Afwijzing bijzondere bijstand voor griffierecht en eigen bijdrage rechtshulp door het Dagelijks Bestuur van Orionis Walcheren

In deze uitspraak van de Rechtbank Zeeland-West-Brabant, gedateerd 23 juni 2022, zijn de beroepen van eiser tegen de besluiten van het Dagelijks Bestuur van Orionis Walcheren ongegrond verklaard. Eiser had bijzondere bijstand aangevraagd voor griffierecht en de eigen bijdrage voor rechtshulp, maar deze aanvragen werden door Orionis afgewezen. De rechtbank heeft vastgesteld dat eiser geen rechtmatig verblijf had in Nederland op het moment van zijn aanvragen, wat de afwijzing van de bijstandsaanvragen rechtvaardigde.

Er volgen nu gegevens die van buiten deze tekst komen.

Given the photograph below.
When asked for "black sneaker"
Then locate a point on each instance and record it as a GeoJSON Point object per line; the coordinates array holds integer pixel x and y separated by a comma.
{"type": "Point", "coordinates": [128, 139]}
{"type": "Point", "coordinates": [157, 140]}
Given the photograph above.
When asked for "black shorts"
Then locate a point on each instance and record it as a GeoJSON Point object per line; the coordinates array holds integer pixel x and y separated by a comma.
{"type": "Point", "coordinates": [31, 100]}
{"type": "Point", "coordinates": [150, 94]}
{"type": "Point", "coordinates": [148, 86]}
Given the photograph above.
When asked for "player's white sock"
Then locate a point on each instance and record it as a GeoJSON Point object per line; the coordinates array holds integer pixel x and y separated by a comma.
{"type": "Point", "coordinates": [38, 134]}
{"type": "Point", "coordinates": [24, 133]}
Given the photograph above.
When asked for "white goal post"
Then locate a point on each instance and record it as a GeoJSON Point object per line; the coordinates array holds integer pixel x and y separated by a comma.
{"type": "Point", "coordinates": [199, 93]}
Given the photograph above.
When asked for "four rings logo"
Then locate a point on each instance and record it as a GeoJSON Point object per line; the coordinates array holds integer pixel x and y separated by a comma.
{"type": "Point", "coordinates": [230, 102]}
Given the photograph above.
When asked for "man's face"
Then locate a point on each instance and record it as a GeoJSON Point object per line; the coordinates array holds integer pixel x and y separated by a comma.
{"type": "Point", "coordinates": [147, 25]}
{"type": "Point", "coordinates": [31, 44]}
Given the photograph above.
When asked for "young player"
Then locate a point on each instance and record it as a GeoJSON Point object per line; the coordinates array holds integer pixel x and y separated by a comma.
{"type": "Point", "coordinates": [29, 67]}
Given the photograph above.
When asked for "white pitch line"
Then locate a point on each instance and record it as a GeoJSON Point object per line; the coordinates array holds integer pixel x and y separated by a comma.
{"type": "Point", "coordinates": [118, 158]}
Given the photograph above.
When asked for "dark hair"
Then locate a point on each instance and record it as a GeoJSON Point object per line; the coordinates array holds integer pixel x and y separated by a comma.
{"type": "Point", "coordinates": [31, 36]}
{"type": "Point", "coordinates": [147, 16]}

Eiser, die de Belgische nationaliteit heeft, had eerder een duurzaam verblijfsrecht in Nederland, maar dit was eind 2017 beëindigd. Ondanks zijn terugkeer naar Nederland in 2019, werd zijn aanvraag tot inschrijving als burger van de Unie afgewezen. De rechtbank oordeelde dat de besluiten van Orionis, die de aanvragen van eiser ongegrond verklaarden, terecht waren. Eiser had geen recht op bijstandsuitkering omdat hij niet voldeed aan de voorwaarden van de Participatiewet, die vereist dat men rechtmatig in Nederland verblijft.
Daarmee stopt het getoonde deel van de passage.